In medical school, days fly by at blinding speed. I vividly remember my white coat ceremony the first week of school, my dad rushing through traffic to get there on time, my mom, shall we say, displeased at his tardiness. I can almost see myself—I try on my coat on stage, miss the sleeve, finally shove my arm through.
I blink. It’s my last rotation of my third year. I’m starting my 2 months of family medicine. I’ve seen hundreds of patients, learned a truly absurd amount in that blink of an eye that was 3 years of my life. I’m painfully aware there’s still so much more. To set the stage: my clinical assignment for the next 8 weeks is our medical school’s mobile health clinic, an actual RV that parks in different underserved areas in Miami to provide care to uninsured patients. It’s my first day.
I climb the steps to the clinic and look around, shake hands with the medical assistants. Six patients crowd the “intake room,” which is about four feet wide. My attending physician says hello, then immediately drops me in the deep end. I take three steps from the apex of the stairs and I’m in the “exam room,” which comprises the cab of the RV.
My first patient, a young woman, is waiting for me in the exam chair, a backdrop of a steering wheel and curtained windshield behind her. I’m relieved she speaks English. She’s great, joking around. She recently moved to Miami, wants to get a check-up. As I maneuver to the tail end of the interview, I ask an off-hand screening question: “Do you feel safe at home?” On a different day, I might not have asked. Her face changes starkly. We have good rapport, and, in that moment, I can see her decide to let me further into her world than she had planned. She reveals to me that she fled Tampa from an abusive husband who she’s still technically married to. She found asylum with her father, who was abusive to her mother. She’s giving him a second chance. He’s an alcoholic and, over the last week, he came close to sexually assaulting her. Tears begin to spill. She goes on, there’s worse. All this from my first patient.
My second patient requires the interpreter phone. The patient says “yes” to every question I ask. She has a cough she cannot shake. She has tension headaches. She’s got stomach discomfort after eating and joint pains in her knees and shoulders. We’re already over her appointment’s allotted time and the interpreter is sapping minute by minute, but I can’t leave her like this. Turns out, in addition to all this pain, her husband does not speak to her and she is lonely. I sense that she just needs to be heard. I look down at the ticker on my phone—it reads over an hour. I let her cry.
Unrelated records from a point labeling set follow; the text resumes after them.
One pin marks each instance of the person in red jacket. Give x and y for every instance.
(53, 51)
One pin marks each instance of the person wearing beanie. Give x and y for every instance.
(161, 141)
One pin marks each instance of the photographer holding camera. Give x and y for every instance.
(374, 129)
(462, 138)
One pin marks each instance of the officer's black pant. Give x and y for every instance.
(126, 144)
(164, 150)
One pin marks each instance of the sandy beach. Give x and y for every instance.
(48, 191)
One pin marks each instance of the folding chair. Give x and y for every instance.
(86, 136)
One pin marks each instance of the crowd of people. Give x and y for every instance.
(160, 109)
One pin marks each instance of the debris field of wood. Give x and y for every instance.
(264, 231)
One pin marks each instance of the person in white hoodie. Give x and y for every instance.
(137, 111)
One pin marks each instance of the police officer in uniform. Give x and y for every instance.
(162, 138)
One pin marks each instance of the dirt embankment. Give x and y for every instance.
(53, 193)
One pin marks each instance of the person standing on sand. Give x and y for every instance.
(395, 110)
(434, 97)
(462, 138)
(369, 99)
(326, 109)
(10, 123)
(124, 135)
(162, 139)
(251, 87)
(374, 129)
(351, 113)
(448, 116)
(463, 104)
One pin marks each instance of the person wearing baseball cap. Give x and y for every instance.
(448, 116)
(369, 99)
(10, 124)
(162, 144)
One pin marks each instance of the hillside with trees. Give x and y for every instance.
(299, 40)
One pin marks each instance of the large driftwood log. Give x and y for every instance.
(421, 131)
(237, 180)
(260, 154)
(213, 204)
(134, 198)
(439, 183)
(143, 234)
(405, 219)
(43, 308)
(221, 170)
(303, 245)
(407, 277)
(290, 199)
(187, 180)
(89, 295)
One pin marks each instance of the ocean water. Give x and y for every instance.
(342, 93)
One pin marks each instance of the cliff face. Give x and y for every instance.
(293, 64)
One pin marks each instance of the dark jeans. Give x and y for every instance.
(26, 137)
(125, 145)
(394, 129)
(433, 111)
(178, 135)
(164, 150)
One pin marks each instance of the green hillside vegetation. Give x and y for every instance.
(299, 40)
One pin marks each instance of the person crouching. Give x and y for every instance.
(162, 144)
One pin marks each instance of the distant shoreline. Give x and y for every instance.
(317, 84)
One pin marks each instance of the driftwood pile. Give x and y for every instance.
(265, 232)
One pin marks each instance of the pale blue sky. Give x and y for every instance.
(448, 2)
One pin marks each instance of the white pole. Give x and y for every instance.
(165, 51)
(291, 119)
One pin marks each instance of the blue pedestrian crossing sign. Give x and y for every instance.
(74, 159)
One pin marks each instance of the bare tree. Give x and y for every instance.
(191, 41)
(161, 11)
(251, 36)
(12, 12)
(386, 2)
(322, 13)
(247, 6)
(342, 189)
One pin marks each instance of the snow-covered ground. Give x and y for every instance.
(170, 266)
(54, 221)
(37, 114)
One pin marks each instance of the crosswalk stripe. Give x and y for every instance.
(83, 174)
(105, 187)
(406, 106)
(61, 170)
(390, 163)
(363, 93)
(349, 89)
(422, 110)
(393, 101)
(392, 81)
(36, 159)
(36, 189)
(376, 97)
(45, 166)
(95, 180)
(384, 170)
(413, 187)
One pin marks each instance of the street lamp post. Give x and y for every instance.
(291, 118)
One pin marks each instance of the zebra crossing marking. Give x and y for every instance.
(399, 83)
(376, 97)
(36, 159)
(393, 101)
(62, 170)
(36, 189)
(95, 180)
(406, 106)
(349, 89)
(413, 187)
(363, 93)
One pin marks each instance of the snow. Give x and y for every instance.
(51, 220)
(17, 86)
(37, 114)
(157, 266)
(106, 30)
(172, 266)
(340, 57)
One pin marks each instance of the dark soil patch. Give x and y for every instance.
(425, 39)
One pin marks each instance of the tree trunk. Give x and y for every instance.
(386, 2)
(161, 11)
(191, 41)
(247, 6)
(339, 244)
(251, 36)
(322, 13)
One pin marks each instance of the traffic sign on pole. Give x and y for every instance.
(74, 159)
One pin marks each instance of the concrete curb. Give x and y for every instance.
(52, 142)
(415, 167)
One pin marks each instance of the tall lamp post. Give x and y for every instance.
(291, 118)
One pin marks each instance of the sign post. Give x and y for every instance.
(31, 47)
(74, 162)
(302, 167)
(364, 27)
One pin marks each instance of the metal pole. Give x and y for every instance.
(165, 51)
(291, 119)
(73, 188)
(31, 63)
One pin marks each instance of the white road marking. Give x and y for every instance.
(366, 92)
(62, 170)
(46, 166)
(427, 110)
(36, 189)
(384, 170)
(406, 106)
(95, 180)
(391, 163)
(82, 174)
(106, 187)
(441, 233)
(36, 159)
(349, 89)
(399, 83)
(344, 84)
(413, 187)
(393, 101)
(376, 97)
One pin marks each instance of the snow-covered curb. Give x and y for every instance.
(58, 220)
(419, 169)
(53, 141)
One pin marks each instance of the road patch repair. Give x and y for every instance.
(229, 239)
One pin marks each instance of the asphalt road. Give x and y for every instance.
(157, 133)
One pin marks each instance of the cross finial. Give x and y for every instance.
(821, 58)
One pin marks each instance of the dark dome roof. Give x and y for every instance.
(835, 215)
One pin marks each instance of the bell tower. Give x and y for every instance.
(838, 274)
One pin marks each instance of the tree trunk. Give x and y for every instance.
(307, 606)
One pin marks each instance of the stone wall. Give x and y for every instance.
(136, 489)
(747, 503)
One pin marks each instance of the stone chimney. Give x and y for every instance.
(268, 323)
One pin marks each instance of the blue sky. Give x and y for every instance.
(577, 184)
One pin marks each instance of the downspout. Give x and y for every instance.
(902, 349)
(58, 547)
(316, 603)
The next day, I arrive and my patient, a 32-year-old man, has a history of epilepsy. His mother accompanies him. She only speaks Creole. I begin the interview in English with the son, but several questions in, I realize he is not a reliable historian. I dial the interpreter, in order to converse with his mom. I am blown away as she casually relays how he ran out of medication months ago and has been having multiple seizures a day. That’s just their life as they know it; no medication has ever fully controlled his seizures. He has never tried the medication most American neurologists would turn to first for his type of epilepsy.
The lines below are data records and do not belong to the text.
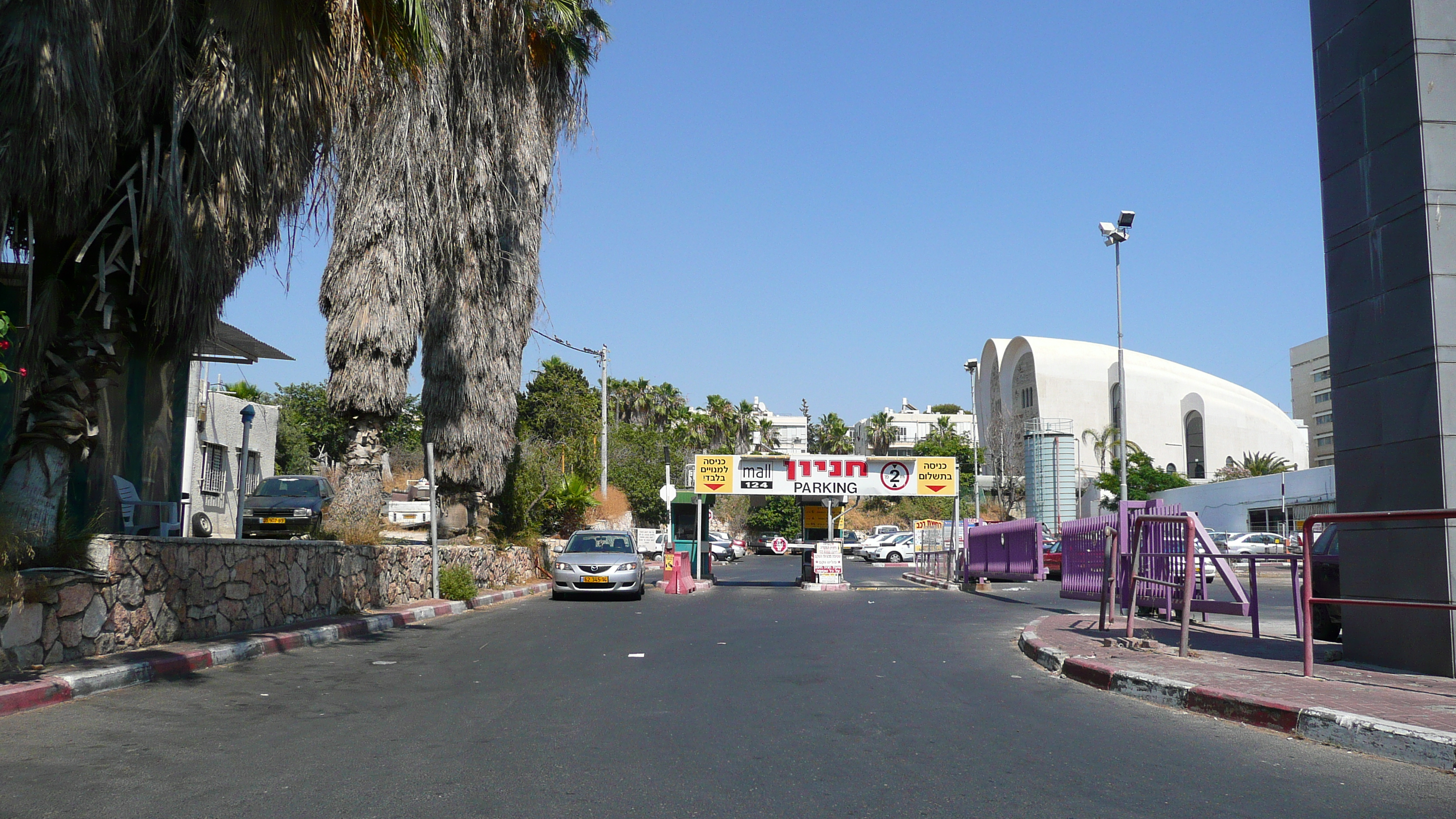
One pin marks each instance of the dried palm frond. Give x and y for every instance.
(156, 148)
(476, 146)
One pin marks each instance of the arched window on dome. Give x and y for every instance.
(1193, 444)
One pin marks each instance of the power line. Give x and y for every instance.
(564, 343)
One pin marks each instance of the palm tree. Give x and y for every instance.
(145, 170)
(669, 406)
(1266, 464)
(439, 228)
(571, 500)
(835, 436)
(746, 424)
(723, 420)
(882, 433)
(1104, 445)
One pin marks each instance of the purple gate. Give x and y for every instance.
(1004, 551)
(1084, 544)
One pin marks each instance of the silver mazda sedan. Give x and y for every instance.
(598, 562)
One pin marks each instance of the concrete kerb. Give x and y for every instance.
(134, 668)
(927, 581)
(1381, 738)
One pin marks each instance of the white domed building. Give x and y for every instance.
(1187, 420)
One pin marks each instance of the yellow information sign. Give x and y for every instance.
(937, 477)
(714, 474)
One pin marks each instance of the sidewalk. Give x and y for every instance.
(1231, 675)
(21, 691)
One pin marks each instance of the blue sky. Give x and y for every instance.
(844, 202)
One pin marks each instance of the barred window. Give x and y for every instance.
(254, 471)
(214, 468)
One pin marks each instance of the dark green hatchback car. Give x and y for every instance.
(287, 506)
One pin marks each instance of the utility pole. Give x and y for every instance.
(976, 468)
(603, 359)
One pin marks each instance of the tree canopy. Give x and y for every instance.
(1144, 479)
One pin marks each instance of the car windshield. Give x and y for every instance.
(287, 487)
(600, 542)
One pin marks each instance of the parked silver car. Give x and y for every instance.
(598, 562)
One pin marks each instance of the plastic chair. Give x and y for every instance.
(130, 500)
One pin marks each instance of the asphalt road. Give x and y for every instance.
(752, 700)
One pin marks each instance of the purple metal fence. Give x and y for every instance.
(1084, 544)
(1004, 551)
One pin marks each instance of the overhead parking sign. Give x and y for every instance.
(819, 476)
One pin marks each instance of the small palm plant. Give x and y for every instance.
(571, 500)
(1266, 464)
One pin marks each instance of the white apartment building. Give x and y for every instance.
(912, 426)
(791, 430)
(1309, 399)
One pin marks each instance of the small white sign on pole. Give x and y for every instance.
(829, 563)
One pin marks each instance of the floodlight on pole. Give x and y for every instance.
(1116, 235)
(972, 365)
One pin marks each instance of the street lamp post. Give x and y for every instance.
(976, 468)
(1116, 235)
In my fourth week, on back-to-back days, I have patients who won’t go to the hospital for what could be emergent symptoms. One patient stopped all five of her medications instead of solely her metformin as instructed. Her blood pressure was astronomical. The other patient’s crippling depression keeps her from seeking out the specialist care she needs for recurrent chest pain, for vertigo, for double vision.
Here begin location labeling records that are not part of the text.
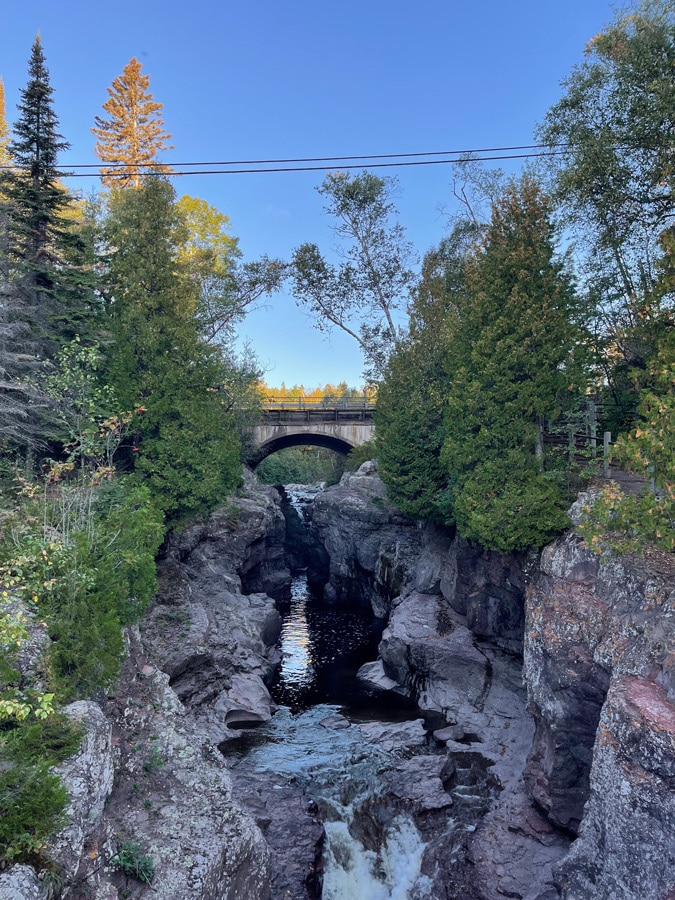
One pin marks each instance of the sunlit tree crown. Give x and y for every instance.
(133, 134)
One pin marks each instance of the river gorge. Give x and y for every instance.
(327, 700)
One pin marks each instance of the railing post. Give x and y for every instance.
(592, 424)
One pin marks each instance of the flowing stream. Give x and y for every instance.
(318, 741)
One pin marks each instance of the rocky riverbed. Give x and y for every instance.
(547, 681)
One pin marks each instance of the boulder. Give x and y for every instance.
(88, 777)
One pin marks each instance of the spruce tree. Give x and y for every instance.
(411, 399)
(133, 134)
(510, 358)
(4, 127)
(187, 448)
(48, 271)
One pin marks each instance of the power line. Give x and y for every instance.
(314, 159)
(383, 165)
(388, 160)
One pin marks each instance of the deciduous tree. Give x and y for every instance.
(366, 295)
(133, 134)
(4, 127)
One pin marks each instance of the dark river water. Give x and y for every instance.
(323, 647)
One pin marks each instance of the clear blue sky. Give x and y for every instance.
(305, 78)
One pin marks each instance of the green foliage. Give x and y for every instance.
(187, 447)
(505, 506)
(32, 803)
(47, 251)
(358, 455)
(364, 295)
(511, 367)
(411, 400)
(88, 585)
(613, 177)
(626, 523)
(134, 862)
(49, 740)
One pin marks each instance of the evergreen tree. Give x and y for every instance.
(411, 399)
(510, 367)
(4, 127)
(365, 295)
(46, 294)
(614, 180)
(133, 134)
(187, 448)
(47, 256)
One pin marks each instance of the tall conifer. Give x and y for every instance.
(46, 251)
(133, 134)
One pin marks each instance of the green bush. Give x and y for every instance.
(49, 740)
(134, 862)
(358, 455)
(32, 803)
(504, 505)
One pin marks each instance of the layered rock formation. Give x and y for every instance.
(600, 670)
(149, 790)
(593, 754)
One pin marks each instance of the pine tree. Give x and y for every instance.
(510, 353)
(47, 254)
(133, 134)
(187, 446)
(4, 127)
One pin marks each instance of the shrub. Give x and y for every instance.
(134, 862)
(32, 803)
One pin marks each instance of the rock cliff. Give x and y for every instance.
(148, 786)
(557, 671)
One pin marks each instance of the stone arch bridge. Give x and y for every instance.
(337, 425)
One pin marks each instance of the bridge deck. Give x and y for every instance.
(316, 414)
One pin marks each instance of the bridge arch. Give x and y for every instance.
(340, 428)
(303, 439)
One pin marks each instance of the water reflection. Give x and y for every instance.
(323, 646)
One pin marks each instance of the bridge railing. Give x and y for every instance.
(354, 401)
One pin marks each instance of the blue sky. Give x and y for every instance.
(308, 79)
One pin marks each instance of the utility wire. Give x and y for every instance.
(383, 165)
(317, 159)
(288, 165)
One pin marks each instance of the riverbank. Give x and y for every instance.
(580, 755)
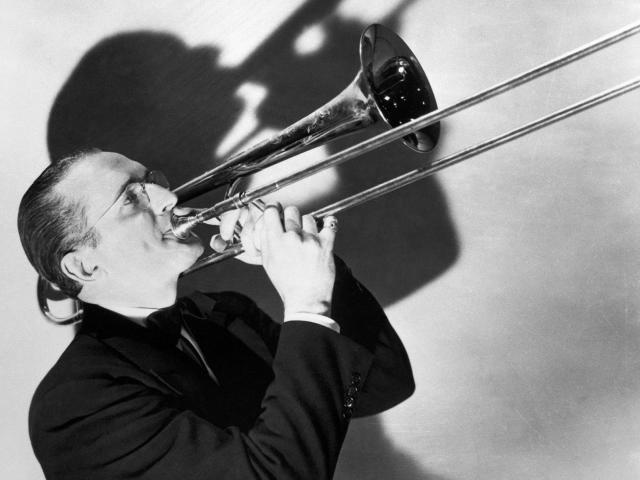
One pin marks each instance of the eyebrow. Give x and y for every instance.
(126, 184)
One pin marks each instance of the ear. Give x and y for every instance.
(78, 266)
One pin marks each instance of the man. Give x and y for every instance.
(206, 386)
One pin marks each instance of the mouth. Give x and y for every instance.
(169, 235)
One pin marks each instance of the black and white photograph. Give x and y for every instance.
(320, 239)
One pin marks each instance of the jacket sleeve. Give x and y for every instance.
(361, 318)
(124, 429)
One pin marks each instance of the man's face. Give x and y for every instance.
(136, 251)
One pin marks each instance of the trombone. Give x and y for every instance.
(391, 87)
(183, 224)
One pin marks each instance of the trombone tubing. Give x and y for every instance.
(442, 163)
(244, 198)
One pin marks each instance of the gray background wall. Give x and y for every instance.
(513, 278)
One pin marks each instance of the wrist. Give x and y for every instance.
(317, 308)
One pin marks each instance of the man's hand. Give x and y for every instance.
(297, 258)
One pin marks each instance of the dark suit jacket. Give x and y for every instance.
(124, 402)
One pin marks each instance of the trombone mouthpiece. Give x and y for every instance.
(181, 225)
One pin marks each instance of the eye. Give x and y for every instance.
(131, 195)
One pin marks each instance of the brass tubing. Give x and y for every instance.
(440, 164)
(244, 198)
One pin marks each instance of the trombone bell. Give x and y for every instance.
(390, 86)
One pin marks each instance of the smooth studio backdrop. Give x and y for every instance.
(514, 278)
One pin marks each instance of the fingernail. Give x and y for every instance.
(218, 243)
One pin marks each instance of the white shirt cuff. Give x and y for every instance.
(313, 318)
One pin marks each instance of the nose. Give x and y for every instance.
(161, 200)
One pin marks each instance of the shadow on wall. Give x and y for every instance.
(150, 97)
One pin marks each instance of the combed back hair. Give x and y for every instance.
(50, 225)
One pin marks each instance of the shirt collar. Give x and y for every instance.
(162, 326)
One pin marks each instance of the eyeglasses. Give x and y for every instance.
(135, 196)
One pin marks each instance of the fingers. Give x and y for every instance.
(292, 219)
(309, 225)
(228, 222)
(328, 233)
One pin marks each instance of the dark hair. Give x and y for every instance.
(50, 225)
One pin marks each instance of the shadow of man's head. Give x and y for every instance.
(156, 100)
(147, 96)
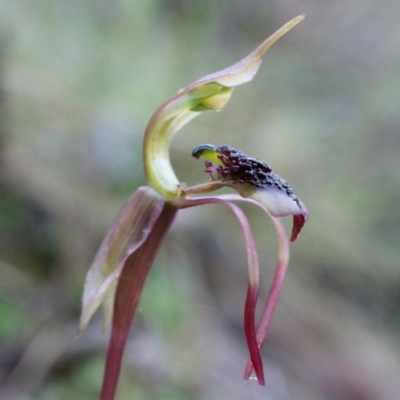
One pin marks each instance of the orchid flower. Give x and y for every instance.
(121, 265)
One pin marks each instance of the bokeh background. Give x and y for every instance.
(78, 82)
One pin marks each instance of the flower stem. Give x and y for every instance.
(129, 289)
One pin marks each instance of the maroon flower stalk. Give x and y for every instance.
(120, 268)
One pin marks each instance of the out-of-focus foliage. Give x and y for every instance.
(79, 81)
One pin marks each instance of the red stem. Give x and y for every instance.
(250, 331)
When life gets busy, sometimes you can have your head down, absorbed in what it takes to get through that day to the next, and the next. Then, almost at random, you jar to a stop for a moment. Months have gone by since you really looked up. You’re a little stunned. “Wow, look how far I’ve come. How did I even get here? Do I deserve the things I have? Am I who I think I am?” Medical school is unrelenting. You can forget to process the progress you have made. Often you feel like an imposter, or like you have nothing to contribute. Your diagnostic thinking is rudimentary; your physical exam skills seem as likely to miss a finding as they are to identify one. Does my being present even matter? Did I do anything of significance today? Anything worth remembering?
The mobile health center is one such grind. Uninsured patients are complicated, with long problem lists. But our little team makes progress with them, in fits and starts. My first patient found a sympathetic ear, possibly for the first time ever, as well as social work support. My second found therapy through our program. My patient with epilepsy is finally on the appropriate first-line medication, thanks to my preceptor. The potential ER patients both left with the promise that they would make changes, and in subsequent visits have shown improvement. Did we cure these people? Return them to perfect health? Definitely not. Maybe we, in fact, accomplished nothing. However, it’s also possible their path was altered for the better. With consistency and follow-up, perhaps these patients will be able to find health and happiness in the future.
Sometimes, my actions seem inconsequential. Yet as I write these stories, I realize that while these moments may not have resonated with me at the time, they were potentially vital steps for each patient. So even if I spend much of my time worried about the next test; even if all this feels like just a stepping stone to a future where I can finally make real change; even then, I know that what I’m doing matters, what all physicians and future physicians do matters. That gives me heart.